Comment 8 Jeff Ortel 2016-08-16 15:09:25 UTC
May need to keep this assigned to tross.  The mitigation possible by goferd is to re-create the queue when getting LinkDetached with condition = amqp:not-found.  This means goferd could still try to create a receiver (Link) when the queue does not exist and crash the router.

Note: This can only happen in cases where the queue existed (or was created by goferd on startup) and then disappeared.

Comment 9 Pavel Moravec 2016-08-16 17:54:30 UTC
(In reply to Jeff Ortel from comment #8)
> May need to keep this assigned to tross.  The mitigation possible by goferd
> is to re-create the queue when getting LinkDetached with condition =
> amqp:not-found.  This means goferd could still try to create a receiver
> (Link) when the queue does not exist and crash the router.
> 
> Note: This can only happen in cases where the queue existed (or was created
> by goferd on startup) and then disappeared.

+1.

The primary problem is qdrouterd segfaulting in some scenario. goferd can be improved like Jeff suggests since the repeated link failures from the same agent increased probability of the failure/segfault.
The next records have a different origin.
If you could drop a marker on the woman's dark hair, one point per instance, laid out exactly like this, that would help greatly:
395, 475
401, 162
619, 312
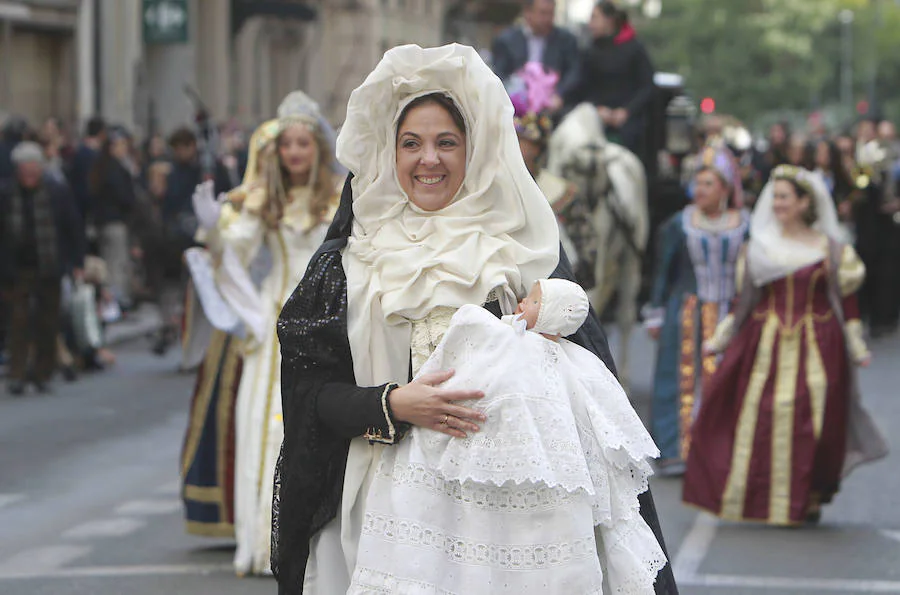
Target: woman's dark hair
843, 182
811, 215
610, 10
439, 99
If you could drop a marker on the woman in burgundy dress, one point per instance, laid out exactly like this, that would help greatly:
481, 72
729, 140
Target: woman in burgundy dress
781, 421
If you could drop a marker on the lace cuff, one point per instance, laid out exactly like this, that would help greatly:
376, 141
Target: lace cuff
856, 344
723, 335
653, 317
392, 431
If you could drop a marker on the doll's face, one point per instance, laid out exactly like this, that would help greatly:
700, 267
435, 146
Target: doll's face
530, 307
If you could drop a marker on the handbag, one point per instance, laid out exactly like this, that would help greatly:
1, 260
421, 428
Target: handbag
85, 322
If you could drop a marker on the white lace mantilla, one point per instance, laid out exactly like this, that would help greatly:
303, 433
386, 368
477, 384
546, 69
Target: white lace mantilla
513, 508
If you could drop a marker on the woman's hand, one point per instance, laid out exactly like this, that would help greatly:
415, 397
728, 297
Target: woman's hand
206, 206
421, 403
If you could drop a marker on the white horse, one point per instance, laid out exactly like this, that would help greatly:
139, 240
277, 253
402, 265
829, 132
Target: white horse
612, 179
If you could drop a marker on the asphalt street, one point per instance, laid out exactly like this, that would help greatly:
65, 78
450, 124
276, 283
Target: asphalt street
89, 499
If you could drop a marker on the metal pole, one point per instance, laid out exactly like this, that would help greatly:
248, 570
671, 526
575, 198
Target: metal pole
846, 18
7, 64
873, 75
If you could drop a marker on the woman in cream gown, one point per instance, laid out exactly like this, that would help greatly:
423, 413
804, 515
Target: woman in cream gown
288, 211
441, 213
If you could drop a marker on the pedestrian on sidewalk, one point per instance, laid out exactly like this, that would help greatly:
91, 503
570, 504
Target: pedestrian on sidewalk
41, 242
82, 162
112, 186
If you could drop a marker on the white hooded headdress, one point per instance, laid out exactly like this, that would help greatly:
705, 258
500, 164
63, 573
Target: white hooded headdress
771, 255
401, 262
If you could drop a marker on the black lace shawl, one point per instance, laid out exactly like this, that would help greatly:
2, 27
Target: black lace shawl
324, 409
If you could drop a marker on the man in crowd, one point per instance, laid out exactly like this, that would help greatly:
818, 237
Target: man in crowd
83, 161
537, 39
40, 241
878, 232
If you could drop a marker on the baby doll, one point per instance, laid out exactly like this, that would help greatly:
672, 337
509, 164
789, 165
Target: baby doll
544, 498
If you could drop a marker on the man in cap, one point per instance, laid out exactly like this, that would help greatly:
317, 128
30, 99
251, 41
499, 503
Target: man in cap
41, 240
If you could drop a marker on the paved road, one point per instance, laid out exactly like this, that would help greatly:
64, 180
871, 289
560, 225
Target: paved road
89, 500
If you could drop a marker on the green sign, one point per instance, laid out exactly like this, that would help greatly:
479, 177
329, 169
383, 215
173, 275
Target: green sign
165, 21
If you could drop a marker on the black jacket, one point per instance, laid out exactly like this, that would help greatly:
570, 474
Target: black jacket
324, 408
510, 53
615, 75
114, 198
70, 240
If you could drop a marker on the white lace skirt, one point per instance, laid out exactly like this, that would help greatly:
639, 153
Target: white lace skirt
543, 500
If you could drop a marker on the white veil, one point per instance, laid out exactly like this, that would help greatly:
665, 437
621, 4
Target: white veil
772, 256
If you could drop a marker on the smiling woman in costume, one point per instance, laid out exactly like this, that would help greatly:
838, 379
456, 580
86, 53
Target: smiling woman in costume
287, 209
441, 213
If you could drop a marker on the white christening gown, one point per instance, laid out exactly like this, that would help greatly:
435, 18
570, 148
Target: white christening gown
542, 500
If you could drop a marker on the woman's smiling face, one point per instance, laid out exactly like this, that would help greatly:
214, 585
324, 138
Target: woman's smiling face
431, 156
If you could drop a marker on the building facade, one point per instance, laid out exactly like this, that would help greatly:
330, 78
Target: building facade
147, 64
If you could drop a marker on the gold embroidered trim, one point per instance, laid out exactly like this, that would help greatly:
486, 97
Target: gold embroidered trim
274, 358
783, 408
207, 495
688, 372
736, 486
816, 379
375, 434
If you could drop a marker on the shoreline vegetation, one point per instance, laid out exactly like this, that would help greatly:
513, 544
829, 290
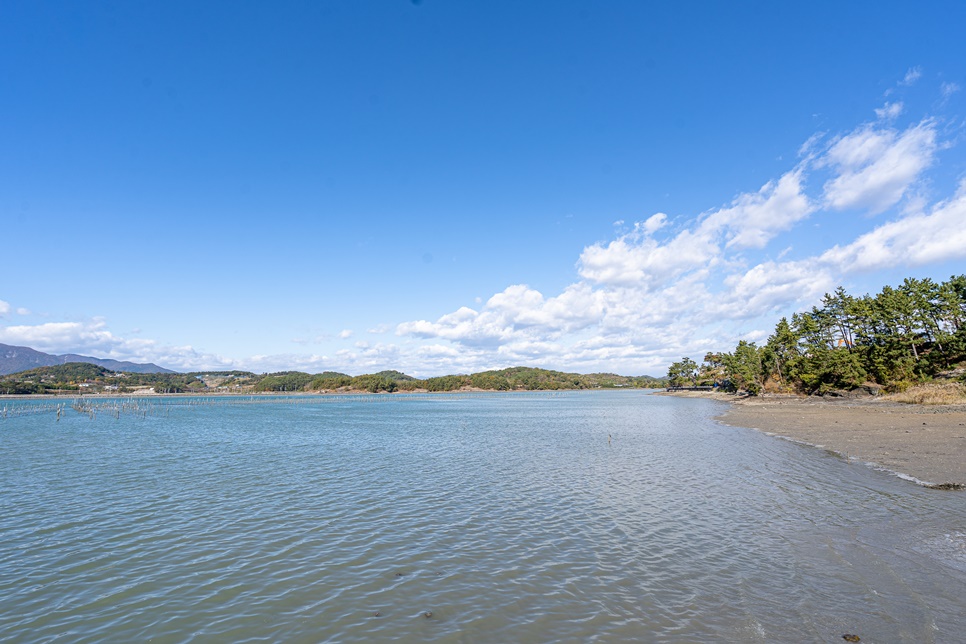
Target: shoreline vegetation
73, 379
876, 379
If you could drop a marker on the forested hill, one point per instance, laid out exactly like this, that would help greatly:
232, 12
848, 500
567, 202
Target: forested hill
84, 378
900, 337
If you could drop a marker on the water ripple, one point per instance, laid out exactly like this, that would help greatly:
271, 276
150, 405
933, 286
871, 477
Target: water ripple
588, 516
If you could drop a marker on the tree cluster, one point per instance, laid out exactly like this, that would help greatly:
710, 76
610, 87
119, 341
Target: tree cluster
893, 339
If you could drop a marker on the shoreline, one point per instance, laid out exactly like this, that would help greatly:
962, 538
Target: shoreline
924, 444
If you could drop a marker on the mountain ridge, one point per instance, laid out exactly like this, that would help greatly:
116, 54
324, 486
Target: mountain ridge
14, 359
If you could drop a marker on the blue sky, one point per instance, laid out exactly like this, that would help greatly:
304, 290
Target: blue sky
445, 187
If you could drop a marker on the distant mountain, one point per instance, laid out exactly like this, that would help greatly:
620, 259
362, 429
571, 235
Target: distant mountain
16, 359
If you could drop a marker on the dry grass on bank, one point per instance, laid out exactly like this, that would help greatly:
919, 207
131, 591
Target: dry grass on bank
950, 393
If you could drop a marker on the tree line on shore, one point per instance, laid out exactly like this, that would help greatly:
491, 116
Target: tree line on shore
892, 340
84, 377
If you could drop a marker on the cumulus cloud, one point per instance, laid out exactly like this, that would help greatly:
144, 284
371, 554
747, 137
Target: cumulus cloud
876, 167
913, 240
753, 219
663, 289
889, 111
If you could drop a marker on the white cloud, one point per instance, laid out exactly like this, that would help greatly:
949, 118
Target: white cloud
638, 259
889, 111
913, 240
753, 219
876, 167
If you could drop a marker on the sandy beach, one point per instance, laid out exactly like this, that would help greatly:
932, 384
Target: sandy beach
924, 442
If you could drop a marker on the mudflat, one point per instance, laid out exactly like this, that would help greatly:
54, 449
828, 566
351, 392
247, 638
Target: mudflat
926, 442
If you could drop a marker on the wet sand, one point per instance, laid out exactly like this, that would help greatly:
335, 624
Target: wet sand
924, 442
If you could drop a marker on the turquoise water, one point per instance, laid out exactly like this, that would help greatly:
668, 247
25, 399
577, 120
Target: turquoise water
585, 516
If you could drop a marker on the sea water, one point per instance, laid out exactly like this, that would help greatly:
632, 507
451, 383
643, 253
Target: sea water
522, 517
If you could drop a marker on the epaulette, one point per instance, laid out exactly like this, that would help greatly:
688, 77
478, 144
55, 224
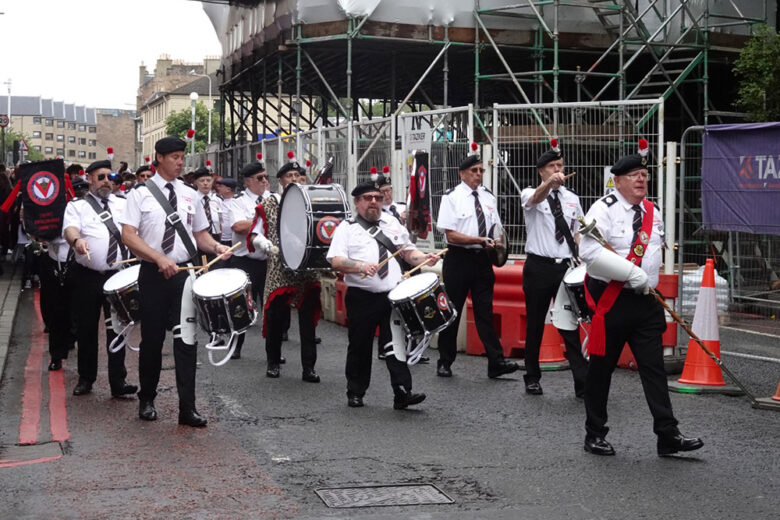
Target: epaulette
609, 200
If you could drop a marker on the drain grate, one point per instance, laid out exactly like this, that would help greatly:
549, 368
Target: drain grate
387, 495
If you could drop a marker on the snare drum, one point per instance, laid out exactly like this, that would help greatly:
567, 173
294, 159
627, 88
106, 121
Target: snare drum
422, 304
121, 291
574, 282
308, 217
224, 302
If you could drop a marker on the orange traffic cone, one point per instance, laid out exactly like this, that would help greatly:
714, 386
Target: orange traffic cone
551, 353
700, 372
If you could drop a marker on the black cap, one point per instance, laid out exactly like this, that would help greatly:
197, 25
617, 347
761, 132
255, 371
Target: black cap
365, 187
251, 169
469, 161
629, 163
292, 165
201, 172
98, 164
169, 145
547, 157
227, 181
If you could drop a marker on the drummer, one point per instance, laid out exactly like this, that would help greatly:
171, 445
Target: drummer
97, 245
354, 252
285, 287
550, 211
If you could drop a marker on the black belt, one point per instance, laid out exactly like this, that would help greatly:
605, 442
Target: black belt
547, 259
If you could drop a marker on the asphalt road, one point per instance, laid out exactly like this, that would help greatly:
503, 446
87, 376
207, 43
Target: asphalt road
495, 451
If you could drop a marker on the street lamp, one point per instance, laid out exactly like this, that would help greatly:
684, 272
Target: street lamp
193, 73
194, 99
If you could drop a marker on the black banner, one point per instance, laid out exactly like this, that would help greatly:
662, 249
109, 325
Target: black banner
43, 197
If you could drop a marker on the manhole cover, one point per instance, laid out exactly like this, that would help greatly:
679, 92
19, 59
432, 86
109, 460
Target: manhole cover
375, 496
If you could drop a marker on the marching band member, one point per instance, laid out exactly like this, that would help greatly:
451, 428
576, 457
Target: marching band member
466, 214
550, 212
355, 252
617, 288
284, 287
161, 234
90, 228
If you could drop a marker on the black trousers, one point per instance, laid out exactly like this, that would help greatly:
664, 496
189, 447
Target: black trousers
638, 320
55, 308
365, 311
541, 280
467, 270
161, 310
278, 321
256, 270
89, 300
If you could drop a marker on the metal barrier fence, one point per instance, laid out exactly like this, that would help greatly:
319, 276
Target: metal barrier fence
749, 263
591, 135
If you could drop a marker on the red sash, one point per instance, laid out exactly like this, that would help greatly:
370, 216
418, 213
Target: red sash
597, 338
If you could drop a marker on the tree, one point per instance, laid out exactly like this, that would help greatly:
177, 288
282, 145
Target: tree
179, 122
758, 72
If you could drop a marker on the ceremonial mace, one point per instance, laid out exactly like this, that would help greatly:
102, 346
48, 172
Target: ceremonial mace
591, 230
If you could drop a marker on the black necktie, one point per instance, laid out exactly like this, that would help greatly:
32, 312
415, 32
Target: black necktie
112, 243
557, 211
480, 215
170, 233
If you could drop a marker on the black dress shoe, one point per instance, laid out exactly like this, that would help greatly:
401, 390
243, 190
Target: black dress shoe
123, 389
192, 418
501, 368
310, 376
401, 401
534, 388
82, 387
671, 445
146, 411
443, 371
354, 401
598, 446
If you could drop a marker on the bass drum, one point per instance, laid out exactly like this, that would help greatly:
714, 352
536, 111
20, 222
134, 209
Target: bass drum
308, 217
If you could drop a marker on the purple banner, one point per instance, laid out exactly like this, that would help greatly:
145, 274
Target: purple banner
740, 178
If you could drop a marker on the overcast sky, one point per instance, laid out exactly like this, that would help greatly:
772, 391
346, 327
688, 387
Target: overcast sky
88, 51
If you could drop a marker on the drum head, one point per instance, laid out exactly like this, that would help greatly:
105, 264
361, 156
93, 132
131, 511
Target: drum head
414, 286
293, 226
219, 283
122, 279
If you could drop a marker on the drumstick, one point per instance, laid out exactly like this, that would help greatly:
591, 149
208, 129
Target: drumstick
383, 262
218, 258
408, 273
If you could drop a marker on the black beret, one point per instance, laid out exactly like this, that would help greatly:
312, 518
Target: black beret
251, 169
292, 165
169, 145
227, 181
548, 157
201, 172
98, 164
365, 187
629, 163
469, 161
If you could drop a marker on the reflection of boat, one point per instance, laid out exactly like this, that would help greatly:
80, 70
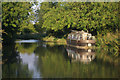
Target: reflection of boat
80, 38
82, 55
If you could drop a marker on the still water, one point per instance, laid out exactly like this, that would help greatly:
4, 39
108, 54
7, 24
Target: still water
34, 59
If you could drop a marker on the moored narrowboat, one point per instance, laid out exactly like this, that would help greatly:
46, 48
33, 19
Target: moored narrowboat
80, 38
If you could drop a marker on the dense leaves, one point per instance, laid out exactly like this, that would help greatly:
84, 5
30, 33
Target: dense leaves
80, 16
15, 17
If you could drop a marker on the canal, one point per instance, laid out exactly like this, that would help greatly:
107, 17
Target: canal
34, 59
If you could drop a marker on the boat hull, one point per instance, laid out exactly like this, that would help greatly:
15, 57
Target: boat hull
81, 42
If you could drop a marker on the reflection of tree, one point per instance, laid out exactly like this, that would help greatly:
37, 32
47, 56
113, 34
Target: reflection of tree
26, 47
12, 67
53, 64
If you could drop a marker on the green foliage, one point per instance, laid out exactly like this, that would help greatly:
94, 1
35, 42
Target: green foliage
109, 43
79, 15
15, 17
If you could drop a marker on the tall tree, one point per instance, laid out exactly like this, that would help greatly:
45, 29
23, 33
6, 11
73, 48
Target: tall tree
15, 15
81, 16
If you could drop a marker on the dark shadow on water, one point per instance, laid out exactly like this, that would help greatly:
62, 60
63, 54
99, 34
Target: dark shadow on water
55, 61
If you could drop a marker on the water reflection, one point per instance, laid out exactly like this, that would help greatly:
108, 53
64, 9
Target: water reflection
36, 60
82, 55
12, 67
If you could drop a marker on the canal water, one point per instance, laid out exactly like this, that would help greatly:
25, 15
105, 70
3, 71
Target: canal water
34, 59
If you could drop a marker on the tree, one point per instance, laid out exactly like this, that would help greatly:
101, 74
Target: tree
15, 15
81, 16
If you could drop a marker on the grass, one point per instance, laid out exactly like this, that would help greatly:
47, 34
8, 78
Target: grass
109, 43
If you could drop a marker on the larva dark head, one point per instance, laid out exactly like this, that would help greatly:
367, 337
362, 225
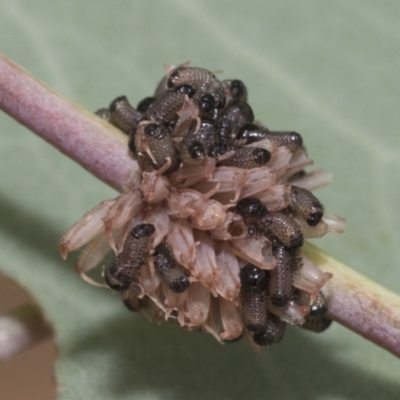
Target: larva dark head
144, 104
206, 103
196, 150
250, 133
261, 156
296, 139
180, 284
315, 216
251, 207
186, 89
237, 89
119, 283
253, 277
103, 113
163, 249
173, 79
155, 131
114, 104
142, 231
224, 129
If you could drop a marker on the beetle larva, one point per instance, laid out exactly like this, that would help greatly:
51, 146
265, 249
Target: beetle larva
127, 263
220, 215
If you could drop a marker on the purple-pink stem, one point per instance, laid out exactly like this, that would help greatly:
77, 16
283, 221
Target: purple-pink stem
354, 301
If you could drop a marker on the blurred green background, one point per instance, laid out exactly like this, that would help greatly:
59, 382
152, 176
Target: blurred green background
329, 70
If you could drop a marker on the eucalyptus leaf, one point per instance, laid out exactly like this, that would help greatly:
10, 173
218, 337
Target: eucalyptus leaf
328, 70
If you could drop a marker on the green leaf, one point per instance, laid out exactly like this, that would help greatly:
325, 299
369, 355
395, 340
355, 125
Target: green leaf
327, 70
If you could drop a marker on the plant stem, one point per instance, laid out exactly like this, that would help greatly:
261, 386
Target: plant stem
354, 301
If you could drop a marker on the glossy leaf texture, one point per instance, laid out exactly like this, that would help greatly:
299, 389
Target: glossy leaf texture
327, 70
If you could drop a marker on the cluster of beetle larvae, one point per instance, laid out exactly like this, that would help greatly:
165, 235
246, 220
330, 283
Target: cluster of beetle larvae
212, 237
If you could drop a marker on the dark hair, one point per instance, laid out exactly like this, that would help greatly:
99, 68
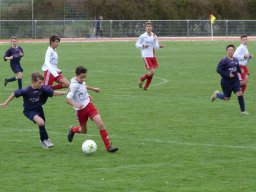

Comment 14 Jan Hutaƙ 2016-08-25 07:54:16 UTC
Created attachment 1193891 [details]
(gdb) thread apply all bt

Comment 27 errata-xmlrpc 2016-11-10 08:13:35 UTC
Since the problem described in this bug report should be
resolved in a recent advisory, it has been closed with a
resolution of ERRATA.

For information on the advisory, and where to find the updated
files, follow the link below.

If the solution does not work for you, open a new bug report.

https://access.redhat.com/errata/RHBA-2016:2699

Comment 28 Andrew Kofink 2017-01-05 14:26:34 UTC
*** Bug 1385890 has been marked as a duplicate of this bug. ***